Девушка закрылась от него рукой, по её щекам карикатурными ручьями текли слезы. Психотерапевтка встала с кресла, взяла коробку бумажных салфеток и протянула ей. Та взяла несколько и спрятала в них лицо.
— Вам не кажется, что это жестоко? — снова спросила психотерапевтка.
— А так всегда было, с самого детства, — в разговор вмешалась женщина, которая сидела между парнем и девушкой. У нее были короткие кудрявые волосы медного цвета с сединой у корней. Кофточка из тонкого трикотажа обтягивала валики жира, которые будто обнимали женщину за талию. Она поправила очки, сползшие вниз по переносице. — Одна чуть что слезы льет, а второй только и делает, что грубит. Ему всё не так, иногда мне кажется, что единственное его желание — это посадить нас на цепь, а главное рты нам позакрывать кляпом каким-нибудь, чтобы ни звука, чтобы не дай бог не было заметно, что мы живые, что у нас чувства есть и эмоции!
— Это действительно так?
— Да неплохо было бы, — ответил он с ухмылкой. — Звучит может быть не очень хорошо, я это понимаю, но на самом деле всем так лучше было бы, безопаснее. И ей (парень кивнул на девушку) в первую очередь.
— Вы считаете, что проявлять живые эмоции опасно?
— А вы как думаете? Показать врагу свои болевые точки, дать в руки смертельное оружие, выложить все карты на стол — как это по-вашему? Безопасно? — парень повысил голос, выпрямил спину и стал как будто еще выше.
— А вы считаете, что все кругом ваши враги?
— Ну уж никак не друзья! Или вам одной истории про дружбу (снова воздушные кавычки) не хватило? Так вы спросите. У неё (кивнул на девушку) этих историй еще знаете сколько…
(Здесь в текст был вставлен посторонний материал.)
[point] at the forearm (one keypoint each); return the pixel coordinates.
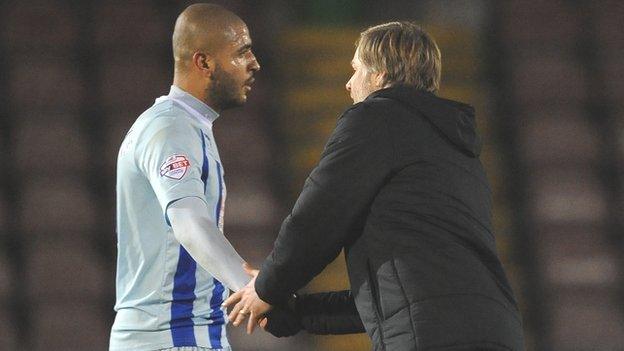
(199, 235)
— А что насчет меня? Я тоже враг?
— Вы за эти размазывания соплей деньги получаете. Разве друзья так делают?
— Но это делает меня вашим врагом?
— Ну, врагом может и не делает… но от этих соплей точно никакой пользы нет, — с каждым ответом парень всё сильнее сдувался.
— То есть всё-таки вы допускаете, что человек не обязательно вам враг и не использует вашу слабость, чтобы причинить боль?
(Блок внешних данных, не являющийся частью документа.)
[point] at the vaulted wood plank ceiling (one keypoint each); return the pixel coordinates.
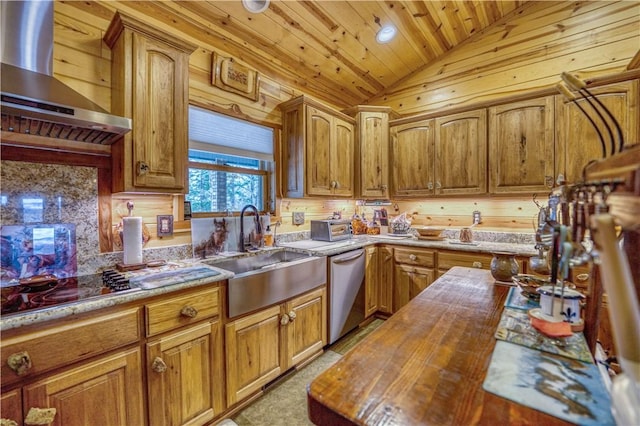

Парень откинулся на спинку дивана и замолк. Девушка громко высморкалась в платок, кинула его к себе на колени и сказала:
— Теперь вы понимаете, почему я не хотела говорить про детство? И это ещё самое безобидное воспоминание.
— Понимаю. И мне кажется, что вы большая молодец, что нашли в себе смелость и силы рассказать об этом эпизоде. Предлагаю продолжить на следующей встрече и обсудить, что всё-таки для вас значила эта история с Соней. А сейчас у нас, увы, закончилось время.
Клиентка кивнула, сунула скомканные платки в сумку, достала из кошелька несколько тысячных купюр и положила их на столик. Выйдя на улицу, она закурила, но после пары затяжек выбросила сигарету в урну и села в свою машину. Включив камеру телефона в режиме селфи, она стала вытирать потёки туши влажной салфеткой.
«С этой чёртовой терапией придётся перейти на водостойкую», — подумала она и повернула ключ зажигания. Зарёванная девушка-подросток внутри нее робко подняла глаза.